The classroom was on the third floor on the Glenwood Road side of the building. I inched along the corridor wall knowing that the next set of doors to my right led to the stairwell. I had to go upstairs first, however, to my fourth floor homeroom where my locker housed my olive green, wool, double-breasted peacoat. The halls and stairwells were crowded with students moving slowly and haphazardly this way and that. Every so often, a match was struck somewhere and flickered briefly. There was no plan, only confusion.
I followed the crowd to the fourth floor and my homeroom was just to the right. I made my way through the mostly motionless throng of students to my locker along the back wall. Fortunately I always left the combination lock on my locker set to the second of three right-left-right numbers so that all I had to do was slowly rotate the dial to the right until the last number clicked into place and the lock fell open. It was a timesaver for me, not a good practice for keeping my things safe and protected. On that day, that worked in my favor.
I grabbed my coat and walked over to the wall of windows that could just barely be detected by a faint light from outside.

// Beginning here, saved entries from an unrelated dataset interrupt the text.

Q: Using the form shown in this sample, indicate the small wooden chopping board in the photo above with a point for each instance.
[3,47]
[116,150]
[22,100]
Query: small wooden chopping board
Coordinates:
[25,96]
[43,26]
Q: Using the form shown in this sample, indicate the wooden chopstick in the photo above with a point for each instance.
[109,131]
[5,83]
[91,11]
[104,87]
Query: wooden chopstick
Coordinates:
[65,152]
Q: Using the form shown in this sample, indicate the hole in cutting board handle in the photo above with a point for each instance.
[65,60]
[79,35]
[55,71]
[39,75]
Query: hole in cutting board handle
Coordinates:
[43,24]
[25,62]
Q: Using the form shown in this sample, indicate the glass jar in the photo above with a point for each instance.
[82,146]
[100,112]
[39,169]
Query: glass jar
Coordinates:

I needed to look out onto the street to assess the situation and come up with a plan. To my delight, the row of slow-moving cars along Bedford Avenue at the corner provided lots of light from their bright headlights and blinking red taillights. Okay. Getting home would not be a problem. Getting out of the building was a different story.
As I stood at the window dazzled by car lights, I suddenly became aware that my mother was standing next to me. My mother? How could that be? Here I was on the fourth floor of a pitch dark high school, a four-story building that occupied an entire city block, next to my mother who I am 100% certain had no idea where I would be within that building or if I were even in that building at that time. My father had picked my mother up from her work and they were driving home and just blocks from my high school when they saw the lights of the city go out. Somehow they knew they had to get to me, even if they didn’t know what that meant. So she was there, my mother, and she had no other explanation for how or why. In the midst of all the chaos, all the darkness, all the unknowns, there was my mother beaming with joy!
My mother and I slowly made our way back to the staircase and then down a flight of stairs to the third floor. A thin beam of light bounced off a stairway window and as we descended further, the stairway became more and more visible. By the second floor, the stairwell was well lit – not like daylight but like a bright light shining in and lighting the way. When I reached the exit moments later it became clear that bright light came from a car, a car that was deliberately positioned on the sidewalk with its high beams shining up the staircase. That shining light stayed in place until the building was empty, until every person was safely out of the building.
My mother and I approached that car and climbed in. Behind the wheel was my hero: My Dad.